ADVERTISEMENT

Paying for Harvard Looks Cheaper With Decades-High Inflation

Paying for Harvard Just Got Cheaper With Decades-High Inflation

Parents paying the full cost of Ivy League tuition this summer can take comfort in the fact that their bills will, for a change, not be ahead of inflation.

The cost to attend an elite school in the upcoming academic year is poised to fall by an average of about 5%, when adjusted for the rate of inflation, according to a Bloomberg analysis of tuition data. That’s the biggest drop in at least a dozen years.

College costs have run ahead of inflation for decades, making them a flashpoint. But sticker prices at the eight Ivies, as well as Stanford University and MIT, are going up an average of 3.3% for the 2022-2023 school year.

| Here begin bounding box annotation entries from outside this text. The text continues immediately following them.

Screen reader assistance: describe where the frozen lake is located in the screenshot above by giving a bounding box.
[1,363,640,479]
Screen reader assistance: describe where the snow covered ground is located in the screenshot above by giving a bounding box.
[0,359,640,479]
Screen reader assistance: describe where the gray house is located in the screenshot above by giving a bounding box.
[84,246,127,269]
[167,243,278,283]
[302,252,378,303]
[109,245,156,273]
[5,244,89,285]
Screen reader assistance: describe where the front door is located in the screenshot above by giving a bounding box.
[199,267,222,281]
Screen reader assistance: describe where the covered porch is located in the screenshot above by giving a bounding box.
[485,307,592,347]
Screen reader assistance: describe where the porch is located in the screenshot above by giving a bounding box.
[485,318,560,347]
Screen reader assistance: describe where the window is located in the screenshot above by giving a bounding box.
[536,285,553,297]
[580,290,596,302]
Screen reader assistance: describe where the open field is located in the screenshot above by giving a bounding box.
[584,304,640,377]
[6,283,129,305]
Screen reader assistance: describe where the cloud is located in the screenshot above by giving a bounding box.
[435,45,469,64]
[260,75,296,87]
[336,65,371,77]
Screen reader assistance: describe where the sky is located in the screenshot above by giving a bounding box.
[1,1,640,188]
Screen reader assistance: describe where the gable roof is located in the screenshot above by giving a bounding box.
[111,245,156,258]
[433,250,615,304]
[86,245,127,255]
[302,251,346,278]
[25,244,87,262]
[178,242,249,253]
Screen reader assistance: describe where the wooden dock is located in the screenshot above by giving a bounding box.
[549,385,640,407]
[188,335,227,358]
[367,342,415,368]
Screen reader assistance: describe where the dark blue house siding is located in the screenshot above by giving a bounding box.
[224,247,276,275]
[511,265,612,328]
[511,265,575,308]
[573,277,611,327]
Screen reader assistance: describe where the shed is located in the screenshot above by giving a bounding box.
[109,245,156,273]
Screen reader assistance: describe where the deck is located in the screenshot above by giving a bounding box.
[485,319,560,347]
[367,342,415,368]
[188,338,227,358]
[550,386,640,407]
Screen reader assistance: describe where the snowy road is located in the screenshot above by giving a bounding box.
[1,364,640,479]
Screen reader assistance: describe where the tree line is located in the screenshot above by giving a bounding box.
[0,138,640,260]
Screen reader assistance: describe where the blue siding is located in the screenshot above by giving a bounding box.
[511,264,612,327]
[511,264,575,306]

By contrast, inflation is running at 8.5%.

Among those schools, Yale plans the largest tuition increase, at 4.3%. Factoring in inflation, that works out to a drop of 4.2%. The figures exclude other expenses such as room and board.

Paying for Harvard Looks Cheaper With Decades-High Inflation

Parents don’t get to pay with inflation-adjusted dollars, so the sting of covering a big bill with money that’s buying less elsewhere in the economy will still be real. Harvard tuition has surged 56% since the 2009-2010 year, and the upcoming school year will cost undergraduates almost $53,000.

Also, few parents pay full price at these schools, which are among the most generous in offering financial aid. Harvard points out that about 55% of students receive need-based scholarships, and 20% pay nothing to attend.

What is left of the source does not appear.